Second, if you want to extend the digital signature's validity check to the RAR, you need a mechanism that will verify the RAR's validity using something stored within the EXE. (Based on either a secure one-way hashing function or asymmetric crypto so that the tools required to forge it are not available to recipients)
The simplest solution would be to store an SHA1 or SHA256 hash of the RAR in the EXE, but that would prevent the rapid iteration you desire unless you iterate on a debug build without it and then make a release build with it.
The more correct solution (though one which would take longer to implement) would be to include a public key in the EXE and a signed manifest of expected contents in the RAR. That would allow you to change the RAR all you want as long as you have the private key to sign new manifests.
Then, Windows would verify the EXE's signature, the EXE would verify the manifest's signature, and then it could use the manifest to verify that the rest of the RAR's un-encrypted contents hadn't been tampered with.

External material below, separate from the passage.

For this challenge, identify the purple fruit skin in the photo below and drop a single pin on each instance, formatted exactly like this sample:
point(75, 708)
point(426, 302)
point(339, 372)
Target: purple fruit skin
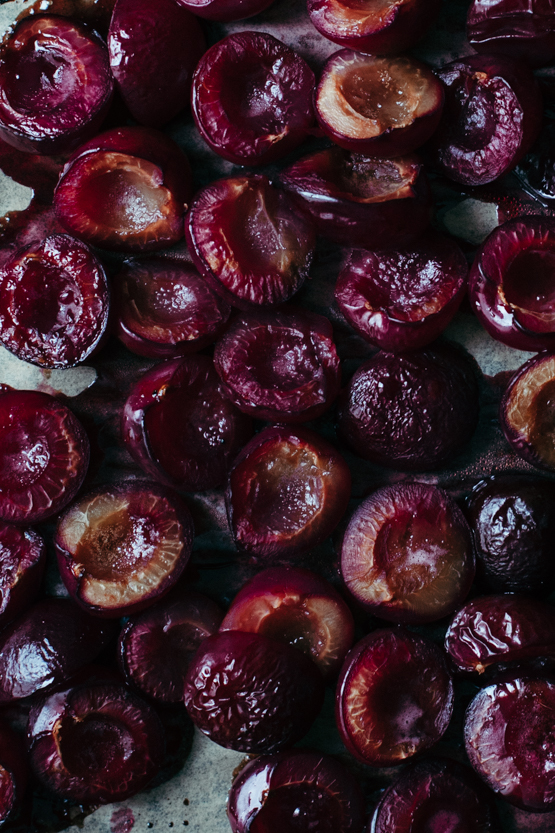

(Security is hard, because you need to think of everything but they only need to find one thing you missed. However, That "chain of trust" design is used all over the world to protect things. It's how TLS/SSL certs are verified, it's the same approach that things like smartphones and consoles use to make their DRM robust, and the same approach Secure Boot relies on for a verified system. As long as you verify every file and the only C/C++/Pascal you change is the string constant which defines what a RAR header prefix looks like, InnoSetup and UnRAR's mature codebases should be and remain bug-free enough to ensure that attackers can only circumvent the checks by convincing users to disable or ignore them.)